Enstilar, developed by LEO Pharma, is a topical aerosol spray foam containing calcipotriol monohydrate and betamethasone dipropionate. It is designed to treat psoriasis vulgaris, particularly stable plaque psoriasis, and offers an improved formulation over the existing Daivobet ointment.

Clinical Trials Overview

Phase 3 Trials in China

Recent clinical trials conducted in China have shown promising results for Enstilar. A Phase 3 trial involving 604 adult Chinese subjects with stable plaque psoriasis compared the efficacy and safety of Enstilar against Daivobet ointment. The trial demonstrated that Enstilar was superior to Daivobet in the primary endpoint, reducing the severity and extent of stable plaque psoriasis[2][4].

Efficacy and Safety

The trial achieved both primary and secondary endpoints, with Enstilar showing improved efficacy in reducing the Psoriasis Area and Severity Index (PASI) and the Investigator Global Assessment (IGA) scores. The treatment was well tolerated, and its safety profile was consistent with previous trial findings[1][4].

Global Clinical Trials

Enstilar has also been evaluated in other clinical trials globally. The PSO-FAST study, a pivotal Phase III trial, and the Phase 2 MUSE safety profile study, supported its approval in the European Union. These studies showed that over half of the patients treated with Enstilar were "Clear" or "Almost Clear" by Week 4, and more than half achieved a 75% improvement in PASI scores from baseline[5].

Market Analysis

Current Market Presence

Enstilar is already authorized in the EU for the treatment of psoriasis vulgaris in adults for up to four weeks and as a long-term maintenance treatment for those who have responded to the initial treatment.
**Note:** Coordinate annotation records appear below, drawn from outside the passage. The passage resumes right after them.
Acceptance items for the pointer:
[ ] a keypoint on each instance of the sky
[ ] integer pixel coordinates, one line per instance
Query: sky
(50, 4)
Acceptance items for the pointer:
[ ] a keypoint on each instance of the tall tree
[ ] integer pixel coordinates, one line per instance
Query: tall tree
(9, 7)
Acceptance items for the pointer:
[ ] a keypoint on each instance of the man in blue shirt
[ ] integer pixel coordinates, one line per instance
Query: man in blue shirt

It also holds approvals in other markets worldwide[1][5].

Expansion to China

LEO Pharma has submitted a New Drug Application (NDA) to China’s National Medical Products Administration (NMPA) for Enstilar, targeting the treatment of adult patients with plaque psoriasis. China is expected to become the largest market for Enstilar if approved, given the estimated seven million adult patients living with plaque psoriasis in the country[2][4].

Global Strategy

The submission of the NDA in China is part of LEO Pharma’s global strategy to expand its dermatology portfolio. If approved, China would join 50 other markets where Enstilar is already approved, further solidifying LEO Pharma’s position in the global dermatology market[4].

Market Projections

Growth Potential

The approval of Enstilar in China is expected to significantly boost LEO Pharma’s revenue, given the large patient population and the growing demand for effective dermatological treatments. China’s dermatology market is rapidly expanding, and Enstilar’s unique formulation and proven efficacy make it a strong contender in this market[4].

Competitive Advantage

Enstilar’s superiority over Daivobet ointment in clinical trials, combined with its convenient spray foam application, positions it as a preferred treatment option for patients and healthcare providers. This could lead to a significant market share gain in the psoriasis treatment market[1][5].

Patient Impact

Quality of Life Improvement

The clinical trials have shown that Enstilar can significantly improve the quality of life for patients with plaque psoriasis. Professor Zhang Jianzhong from Peking University People’s Hospital noted that Enstilar has the potential to improve the quality of life for millions of Chinese patients living with plaque psoriasis[1][4].

Convenience and Efficacy

Enstilar’s spray foam formulation makes it easier to apply compared to traditional ointments, enhancing patient compliance. The improved efficacy and safety profile further support its potential to become a leading treatment option for psoriasis[5].

Regulatory Status

Approval Process

The NDA submission in China is currently under review by the Center for Drug Evaluation (CDE). The regulatory review process is anticipated to be completed in the first half of 2026[2][4].

Existing Approvals

Enstilar has already received scientific approval in the European Union and has been approved by the U.S. Food and Drug Administration (FDA) for the treatment of psoriasis vulgaris[5].

Key Takeaways

Clinical Efficacy: Enstilar has demonstrated superior efficacy over Daivobet ointment in reducing the severity and extent of stable plaque psoriasis in clinical trials.
Market Expansion: The submission of the NDA in China marks a significant step in LEO Pharma’s global strategy, with China potentially becoming the largest market for Enstilar.
Patient Benefits: Enstilar offers improved convenience and efficacy, enhancing patient compliance and quality of life.
Regulatory Status: The NDA is under review in China, with approval anticipated in the first half of 2026.

FAQs

What is Enstilar used for?

Enstilar is used for the treatment of psoriasis vulgaris, particularly stable plaque psoriasis, in adult patients.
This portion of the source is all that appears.